Equifax's Data Breach: Here's What You Should Be Doing Right Now
The Equifax debacle is one of the worst possible breaches of our personal information in the history of breaches. The personal information of nearly every adult in the U.S. was leaked to cyber criminals. The information includes names, addresses, Social Security numbers, driver’s license numbers, birthdays, credit card numbers and more — just what the criminals need to make millions.
What’s so despicable about this is how this credit agency, one of three that we are forced to provide this information to if we want to get credit, failed to protect the data. It’s not as if they didn’t have warnings. This is the third time that their computers were hacked over the past two years. You wonder who's managing their security.
But it gets worse. When they discovered that there was a theft of all their data, they waited six weeks before informing anyone. That’s a long time and it allowed the thieves to take their data, package it, and go to the underground web and sell it. And if you can believe it, the story gets even worse. Three of their executives sold stock during the time between the theft and the announcement. The company claims the three, including their chief financial officer, were unaware of the breach of data. That’s astounding since the CFO's job requires him to know of any activity associated with the company that affects its financial conditions. Expect to see a well-deserved investigation and perhaps insider trading charges filed.
Because there are no government penalties when companies entrusted with our data do something like this, we are dependent on the integrity and capabilities of the companies. But there’s no way to know whom they entrust their security to and how good a job they do. Clearly, not so good in this case. We need some way for us to be assured that our personal information will be protected.

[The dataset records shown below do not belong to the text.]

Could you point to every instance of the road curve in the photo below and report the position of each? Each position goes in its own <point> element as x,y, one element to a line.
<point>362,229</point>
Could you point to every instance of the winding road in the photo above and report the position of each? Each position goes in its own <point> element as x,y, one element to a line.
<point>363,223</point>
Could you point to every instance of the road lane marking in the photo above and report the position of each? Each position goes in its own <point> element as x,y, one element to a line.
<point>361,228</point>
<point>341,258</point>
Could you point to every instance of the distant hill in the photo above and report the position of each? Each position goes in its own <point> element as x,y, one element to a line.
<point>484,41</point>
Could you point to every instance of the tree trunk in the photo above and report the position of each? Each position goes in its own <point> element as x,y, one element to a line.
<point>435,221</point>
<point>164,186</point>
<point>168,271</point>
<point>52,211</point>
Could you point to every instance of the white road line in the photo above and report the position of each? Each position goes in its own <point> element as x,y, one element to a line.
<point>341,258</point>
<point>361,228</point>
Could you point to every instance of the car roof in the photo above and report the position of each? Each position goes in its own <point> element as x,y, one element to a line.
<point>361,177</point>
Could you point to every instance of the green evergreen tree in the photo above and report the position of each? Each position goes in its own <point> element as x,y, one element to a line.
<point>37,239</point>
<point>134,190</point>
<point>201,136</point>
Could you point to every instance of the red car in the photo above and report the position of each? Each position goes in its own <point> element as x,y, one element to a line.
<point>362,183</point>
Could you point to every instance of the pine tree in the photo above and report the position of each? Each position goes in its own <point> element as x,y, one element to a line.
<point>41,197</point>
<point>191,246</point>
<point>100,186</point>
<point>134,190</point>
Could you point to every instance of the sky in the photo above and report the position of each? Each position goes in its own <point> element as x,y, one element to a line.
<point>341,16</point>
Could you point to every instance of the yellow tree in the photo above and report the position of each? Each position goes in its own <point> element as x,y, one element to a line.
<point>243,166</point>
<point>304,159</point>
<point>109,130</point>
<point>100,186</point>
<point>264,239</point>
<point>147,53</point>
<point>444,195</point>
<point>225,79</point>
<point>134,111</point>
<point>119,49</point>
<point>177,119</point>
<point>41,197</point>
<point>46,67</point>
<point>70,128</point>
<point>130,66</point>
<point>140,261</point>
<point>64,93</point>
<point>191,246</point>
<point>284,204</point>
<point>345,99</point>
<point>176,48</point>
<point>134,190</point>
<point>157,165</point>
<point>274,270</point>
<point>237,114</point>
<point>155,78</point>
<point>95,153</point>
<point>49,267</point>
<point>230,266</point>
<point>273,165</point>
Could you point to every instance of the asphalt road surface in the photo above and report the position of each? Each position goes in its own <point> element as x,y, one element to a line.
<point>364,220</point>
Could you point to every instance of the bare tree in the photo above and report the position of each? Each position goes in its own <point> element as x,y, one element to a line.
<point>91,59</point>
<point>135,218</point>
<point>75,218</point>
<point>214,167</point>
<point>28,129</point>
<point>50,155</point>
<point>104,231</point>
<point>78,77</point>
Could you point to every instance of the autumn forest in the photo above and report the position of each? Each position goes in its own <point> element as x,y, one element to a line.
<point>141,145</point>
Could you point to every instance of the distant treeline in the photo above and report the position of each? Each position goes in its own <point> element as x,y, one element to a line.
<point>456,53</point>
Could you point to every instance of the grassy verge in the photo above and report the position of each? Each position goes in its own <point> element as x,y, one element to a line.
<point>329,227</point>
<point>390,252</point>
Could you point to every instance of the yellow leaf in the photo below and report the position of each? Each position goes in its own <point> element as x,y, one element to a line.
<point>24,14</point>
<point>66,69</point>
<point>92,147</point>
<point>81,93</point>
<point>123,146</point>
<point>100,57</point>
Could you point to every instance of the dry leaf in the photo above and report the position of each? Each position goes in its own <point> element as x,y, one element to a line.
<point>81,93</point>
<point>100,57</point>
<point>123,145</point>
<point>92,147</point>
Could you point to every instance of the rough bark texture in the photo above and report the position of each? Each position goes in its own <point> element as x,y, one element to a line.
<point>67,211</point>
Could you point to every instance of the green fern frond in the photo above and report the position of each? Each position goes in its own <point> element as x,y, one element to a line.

So what should you do now? First, I would do nothing that involves Equifax. They offer a free year of credit monitoring, a product they’ve offered for years, but because it’s an Equifax product I’d be suspicious. And when you apply, you waive rights for a class-action lawsuit. That was thought to include this incident, but the company says that's not the case.
Equifax let weeks pass between the breach and the announcement, and now the website they are sending us to is broken. It’s an unprotected site, revealing confidential code. Security researcher Martin Hall told ZDNet that the site Equifax is directing people to in order set up credit alerts "can be easily spoofed."
In addition, the instructions on what to do next are incomplete. While they say they're sending us there to get the free protection, in reality, they schedule a future date for us to return and say they will not remind us about it.